O Instituto Português da Qualidade (IPQ) recomenda que sejam seguidos os requisitos de segurança para a conceção e construção de piscinas constantes da NP EN 15288-1+A1 e ainda os observados na NP EN 15288-2 relativos à segurança de funcionamento. Como sabemos, a água constitui um polo de atração, quase mágico, para as crianças, mas é também um espaço onde ocorrem muitos acidentes, alguns deles fatais. No caso das crianças mais pequenas - até aos 4 anos - os fatores de risco estão frequentemente relacionados com as características desta fase de desenvolvimento, à qual é inerente uma morfologia típica e uma menor perceção dos perigos potenciada, entre outros, pela curiosidade insaciável. Na realidade, nenhum sistema de proteção é totalmente seguro, mas as barreiras físicas, nomeadamente as vedações, podem tornar-se numa solução bastante eficaz para a prevenção de afogamentos de crianças, quer em piscinas, quer noutros planos de água considerados perigosos, como os tanques, os poços e os lagos.

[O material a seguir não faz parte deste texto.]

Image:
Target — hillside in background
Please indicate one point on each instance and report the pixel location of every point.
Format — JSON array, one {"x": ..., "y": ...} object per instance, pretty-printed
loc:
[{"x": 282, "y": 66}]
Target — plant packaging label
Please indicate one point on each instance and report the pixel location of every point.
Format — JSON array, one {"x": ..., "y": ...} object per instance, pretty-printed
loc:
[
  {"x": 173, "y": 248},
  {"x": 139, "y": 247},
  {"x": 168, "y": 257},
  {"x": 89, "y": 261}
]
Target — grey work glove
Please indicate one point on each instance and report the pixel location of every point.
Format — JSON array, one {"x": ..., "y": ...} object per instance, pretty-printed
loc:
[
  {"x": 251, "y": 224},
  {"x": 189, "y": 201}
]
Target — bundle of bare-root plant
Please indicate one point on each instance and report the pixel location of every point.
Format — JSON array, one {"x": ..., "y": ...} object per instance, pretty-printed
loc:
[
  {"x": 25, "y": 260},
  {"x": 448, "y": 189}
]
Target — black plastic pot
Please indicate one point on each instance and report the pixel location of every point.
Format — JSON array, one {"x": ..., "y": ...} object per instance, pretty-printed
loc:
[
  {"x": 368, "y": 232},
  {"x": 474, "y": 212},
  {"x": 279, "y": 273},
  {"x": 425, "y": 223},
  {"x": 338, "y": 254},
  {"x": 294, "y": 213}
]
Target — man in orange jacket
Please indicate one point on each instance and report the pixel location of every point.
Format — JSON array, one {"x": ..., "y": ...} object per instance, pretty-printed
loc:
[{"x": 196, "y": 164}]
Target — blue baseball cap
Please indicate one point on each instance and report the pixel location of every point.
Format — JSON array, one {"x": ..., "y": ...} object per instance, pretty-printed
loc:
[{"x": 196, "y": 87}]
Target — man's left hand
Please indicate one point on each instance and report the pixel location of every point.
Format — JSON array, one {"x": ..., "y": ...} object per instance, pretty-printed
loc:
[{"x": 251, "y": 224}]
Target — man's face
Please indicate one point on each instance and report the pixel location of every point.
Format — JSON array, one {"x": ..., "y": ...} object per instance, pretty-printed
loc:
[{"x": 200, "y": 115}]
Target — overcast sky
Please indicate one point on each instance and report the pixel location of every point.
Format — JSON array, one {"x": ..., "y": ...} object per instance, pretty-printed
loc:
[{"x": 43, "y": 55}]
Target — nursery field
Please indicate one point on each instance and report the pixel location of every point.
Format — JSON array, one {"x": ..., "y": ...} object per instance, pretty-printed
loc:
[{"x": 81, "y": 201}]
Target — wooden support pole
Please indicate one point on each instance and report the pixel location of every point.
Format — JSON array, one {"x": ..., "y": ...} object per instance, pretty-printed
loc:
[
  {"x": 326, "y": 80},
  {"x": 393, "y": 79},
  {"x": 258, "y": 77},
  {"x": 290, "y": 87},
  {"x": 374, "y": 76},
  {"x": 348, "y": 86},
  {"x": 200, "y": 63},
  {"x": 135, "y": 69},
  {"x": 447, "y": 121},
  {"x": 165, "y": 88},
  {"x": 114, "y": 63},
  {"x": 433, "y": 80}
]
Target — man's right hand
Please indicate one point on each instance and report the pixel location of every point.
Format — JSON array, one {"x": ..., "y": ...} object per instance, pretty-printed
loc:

A Norma Portuguesa NP 4500 identifica os requisitos mínimos de segurança para a construção e instalação de vedações de proteção de acessos a piscinas (mesmo nas estruturas pré-fabricadas amovíveis). Esta Norma define, para além destes, requisitos específicos com vista à redução de outros riscos tais como: Aprisionamento e entalão de partes do corpo; Cortes ou perfurações; Tipo de informação em língua portuguesa a prestar pelo fabricante, fornecedor ou instalador. Os equipamentos auxiliares de flutuação para aprendizagem de natação, tais como braçadeiras, são outro meio complementar de salvamento de extrema importância a considerar. A norma europeia NP EN 13138-1 estabelece os requisitos de utilização e segurança para este tipo de equipamentos.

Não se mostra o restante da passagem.